その不意打ちに、彼の鼻の奥がツン、と痛くなり、目頭がじわじわと熱くなる。
「……ばーか」
うっかり泣きそうになってしまったのを気取られないように彼は瞬きをすると、冗談混じりにそう言いながら、お互い笑い合った。


こうなったからにはちゃんと親に紹介しなければ、ということで、椎奈は恥ずかしがる孝太郎の手を半ば強引に引っ張り、母親と妹の前で自分達が付き合うということを告白した。
「……あらあら、孝太郎くん。杏子ちゃんと付き合ってたんじゃないの?」
「そうなの、私、孝ちゃんに弄ばれて捨てられたの」
泣き崩れるような仕種をしてみせる杏子に、
「杏子!!!」
椎奈と孝太郎、2人の声が見事に重なる。
(ほんと、似た者同士の2人……)
杏子は心中で毒吐きながらも、心の整理はもうしっかりついている。

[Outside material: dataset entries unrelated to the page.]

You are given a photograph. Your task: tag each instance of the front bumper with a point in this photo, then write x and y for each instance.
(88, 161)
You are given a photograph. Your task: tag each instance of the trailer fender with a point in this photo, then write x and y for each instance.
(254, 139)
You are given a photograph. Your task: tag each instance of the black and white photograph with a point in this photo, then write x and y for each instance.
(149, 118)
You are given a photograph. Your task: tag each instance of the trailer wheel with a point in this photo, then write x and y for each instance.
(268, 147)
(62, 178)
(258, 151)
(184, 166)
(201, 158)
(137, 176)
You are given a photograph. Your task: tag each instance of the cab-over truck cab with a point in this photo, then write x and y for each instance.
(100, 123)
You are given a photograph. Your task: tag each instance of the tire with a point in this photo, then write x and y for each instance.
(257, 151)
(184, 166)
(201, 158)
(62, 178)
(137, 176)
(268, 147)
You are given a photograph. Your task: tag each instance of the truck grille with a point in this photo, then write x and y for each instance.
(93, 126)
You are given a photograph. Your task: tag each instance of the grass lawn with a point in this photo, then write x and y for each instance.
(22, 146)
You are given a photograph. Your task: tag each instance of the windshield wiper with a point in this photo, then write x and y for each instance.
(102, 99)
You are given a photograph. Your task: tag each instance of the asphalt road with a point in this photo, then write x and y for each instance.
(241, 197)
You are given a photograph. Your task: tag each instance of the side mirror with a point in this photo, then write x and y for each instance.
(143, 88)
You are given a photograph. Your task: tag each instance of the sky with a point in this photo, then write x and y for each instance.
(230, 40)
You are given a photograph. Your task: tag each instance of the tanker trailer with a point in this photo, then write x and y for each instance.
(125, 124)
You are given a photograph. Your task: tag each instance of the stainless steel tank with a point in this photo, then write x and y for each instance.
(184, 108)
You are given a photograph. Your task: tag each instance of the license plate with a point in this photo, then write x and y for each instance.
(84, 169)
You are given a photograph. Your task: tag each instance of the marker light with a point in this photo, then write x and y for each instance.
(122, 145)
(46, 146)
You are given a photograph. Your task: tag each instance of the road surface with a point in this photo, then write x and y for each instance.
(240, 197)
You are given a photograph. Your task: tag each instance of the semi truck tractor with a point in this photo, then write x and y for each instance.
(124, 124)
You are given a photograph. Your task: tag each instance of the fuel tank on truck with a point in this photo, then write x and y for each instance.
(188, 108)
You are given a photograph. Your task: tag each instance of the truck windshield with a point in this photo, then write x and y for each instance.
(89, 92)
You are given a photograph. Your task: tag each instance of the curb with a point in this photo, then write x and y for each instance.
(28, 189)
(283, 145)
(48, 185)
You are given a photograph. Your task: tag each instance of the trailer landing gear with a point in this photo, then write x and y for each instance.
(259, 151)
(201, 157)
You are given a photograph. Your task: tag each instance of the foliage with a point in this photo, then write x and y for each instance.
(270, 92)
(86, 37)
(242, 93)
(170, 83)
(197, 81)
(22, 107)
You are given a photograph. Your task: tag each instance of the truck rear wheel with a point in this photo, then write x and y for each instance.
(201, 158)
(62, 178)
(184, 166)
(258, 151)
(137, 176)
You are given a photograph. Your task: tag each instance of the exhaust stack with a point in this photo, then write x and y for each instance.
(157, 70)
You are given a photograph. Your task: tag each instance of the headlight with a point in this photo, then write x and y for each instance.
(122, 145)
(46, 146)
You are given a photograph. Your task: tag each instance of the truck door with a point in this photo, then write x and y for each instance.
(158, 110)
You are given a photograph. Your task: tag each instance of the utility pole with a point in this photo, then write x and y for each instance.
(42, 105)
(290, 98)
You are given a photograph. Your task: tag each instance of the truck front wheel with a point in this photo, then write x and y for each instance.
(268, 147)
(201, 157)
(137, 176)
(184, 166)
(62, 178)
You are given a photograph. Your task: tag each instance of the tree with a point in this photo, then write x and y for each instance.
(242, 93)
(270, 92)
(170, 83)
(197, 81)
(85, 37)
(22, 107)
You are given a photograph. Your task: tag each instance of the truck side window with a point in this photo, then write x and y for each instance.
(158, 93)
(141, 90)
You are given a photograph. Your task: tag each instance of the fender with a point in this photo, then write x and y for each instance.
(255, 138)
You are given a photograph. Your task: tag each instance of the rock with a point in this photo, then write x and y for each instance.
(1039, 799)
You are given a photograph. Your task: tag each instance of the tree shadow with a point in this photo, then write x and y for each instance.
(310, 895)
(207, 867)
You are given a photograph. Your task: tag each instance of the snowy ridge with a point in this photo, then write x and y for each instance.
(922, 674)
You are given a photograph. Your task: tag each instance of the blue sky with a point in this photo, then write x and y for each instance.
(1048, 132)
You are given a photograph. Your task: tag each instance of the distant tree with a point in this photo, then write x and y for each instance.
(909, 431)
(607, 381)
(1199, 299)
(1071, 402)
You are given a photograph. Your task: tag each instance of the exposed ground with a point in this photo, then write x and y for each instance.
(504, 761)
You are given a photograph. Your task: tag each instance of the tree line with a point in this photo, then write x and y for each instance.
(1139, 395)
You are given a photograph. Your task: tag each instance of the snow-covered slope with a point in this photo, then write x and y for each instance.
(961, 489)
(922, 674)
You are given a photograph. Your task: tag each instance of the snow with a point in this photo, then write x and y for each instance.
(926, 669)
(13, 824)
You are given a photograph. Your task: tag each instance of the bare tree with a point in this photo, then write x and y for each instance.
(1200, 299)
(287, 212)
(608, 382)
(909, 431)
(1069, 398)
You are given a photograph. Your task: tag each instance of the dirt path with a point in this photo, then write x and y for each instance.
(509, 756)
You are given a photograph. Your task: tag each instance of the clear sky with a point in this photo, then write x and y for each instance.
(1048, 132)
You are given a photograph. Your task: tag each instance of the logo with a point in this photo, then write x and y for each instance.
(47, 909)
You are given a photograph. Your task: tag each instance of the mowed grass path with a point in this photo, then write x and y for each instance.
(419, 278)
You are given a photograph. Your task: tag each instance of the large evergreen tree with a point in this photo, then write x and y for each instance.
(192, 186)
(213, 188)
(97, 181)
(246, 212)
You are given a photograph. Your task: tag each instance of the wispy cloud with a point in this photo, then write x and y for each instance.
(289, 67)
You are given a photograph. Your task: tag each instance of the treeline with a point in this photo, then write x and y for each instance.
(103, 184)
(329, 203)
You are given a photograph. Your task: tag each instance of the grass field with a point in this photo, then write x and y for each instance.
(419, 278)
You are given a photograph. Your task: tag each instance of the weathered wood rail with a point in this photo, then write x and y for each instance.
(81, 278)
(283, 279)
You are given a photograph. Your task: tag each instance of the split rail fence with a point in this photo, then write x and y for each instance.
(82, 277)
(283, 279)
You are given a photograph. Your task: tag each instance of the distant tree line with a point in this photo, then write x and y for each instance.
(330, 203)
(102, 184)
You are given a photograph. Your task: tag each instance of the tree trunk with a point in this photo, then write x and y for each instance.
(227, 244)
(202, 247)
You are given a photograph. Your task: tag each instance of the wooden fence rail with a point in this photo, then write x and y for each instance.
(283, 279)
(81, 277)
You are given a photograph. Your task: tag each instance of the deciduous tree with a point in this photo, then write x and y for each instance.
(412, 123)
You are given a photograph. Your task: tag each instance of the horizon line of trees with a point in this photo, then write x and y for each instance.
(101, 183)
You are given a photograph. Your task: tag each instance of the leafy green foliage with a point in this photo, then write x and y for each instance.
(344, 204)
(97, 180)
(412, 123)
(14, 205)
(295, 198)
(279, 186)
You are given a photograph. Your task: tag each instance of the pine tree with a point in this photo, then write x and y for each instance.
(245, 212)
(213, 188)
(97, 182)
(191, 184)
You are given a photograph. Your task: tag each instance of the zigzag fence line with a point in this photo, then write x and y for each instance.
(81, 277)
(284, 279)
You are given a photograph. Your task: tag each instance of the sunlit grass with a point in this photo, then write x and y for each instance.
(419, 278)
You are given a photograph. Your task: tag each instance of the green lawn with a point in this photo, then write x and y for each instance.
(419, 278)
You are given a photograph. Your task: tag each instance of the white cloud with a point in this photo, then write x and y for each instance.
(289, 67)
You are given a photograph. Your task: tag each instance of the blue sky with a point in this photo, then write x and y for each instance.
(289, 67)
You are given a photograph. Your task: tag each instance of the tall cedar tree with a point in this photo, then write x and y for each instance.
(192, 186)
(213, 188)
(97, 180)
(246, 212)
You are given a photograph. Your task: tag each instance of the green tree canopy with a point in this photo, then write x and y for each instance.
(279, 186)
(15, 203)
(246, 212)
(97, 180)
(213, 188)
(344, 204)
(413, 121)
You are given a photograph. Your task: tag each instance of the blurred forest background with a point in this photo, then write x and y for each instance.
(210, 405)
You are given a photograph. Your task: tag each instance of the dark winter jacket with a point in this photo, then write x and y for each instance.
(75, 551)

こうして並んで手を繋いでいる2人の姿は、自然体でとてもお似合いだ。姉が幸せならば、それでいい。だが、自分が2人の後押しをしてしまったとはいえ、敵に塩を送ったままでは何だか悔しい。
「……でもー、お姉ちゃんの一番は私なんだよね?」
にっこりと、誰もが無条件で見惚れてしまう愛らしい表情で、上目遣いに椎奈に微笑み掛ける。
「もちろん!杏子が一番可愛くて大好きに決まってるだろ!」
何の躊躇もなく、椎奈も満面の笑顔で杏子に笑い掛けながら、じゃれつくようにぎゅっと妹の体を抱きしめる。
姉妹の仲睦まじい様子を、表面上、孝太郎は微笑ましく眺めながらも、内心は面白くない。
(……即答か)
しかも、そんな彼の小さな嫉妬心に追い打ちをかけるかのごとく、背を向けている椎奈に気付かれていないのをいいことに、杏子は孝太郎を一瞥すると、まるで宣戦布告のように鼻で笑ってみせた。
(孝ちゃん、一応認めてはあげるけど、やっぱりお姉ちゃんの一番はまだまだ譲る気ないから)
そんな愛らしい小悪魔の存在など知る由もない椎奈は、杏子の頭を優しく撫でて、彼女もそれに遠慮なく甘える。彼女らの母親も、そんな様子をにこにこと眺めている。
最早自分の存在などすっかり忘れ去っていちゃついている姉妹を後目に、孝太郎は一人、微かな溜息を吐く。
―――椎奈を巡る2人の水面下での闘いは、まだまだ白黒つきそうにない。




<完>


 ここまで長々と読んでいただき、ありがとうございました。軽いノリのラブコメを書いてみたいと思っていたものの、書き終えたら結局いつも通りの暗い感じになってしまい、向いてないんだなぁとつくづく実感しました…。
 官能小説などとは到底言えないほど、官能描写が足りない話ではありますが、少しでも楽しんでいただけましたら幸いです。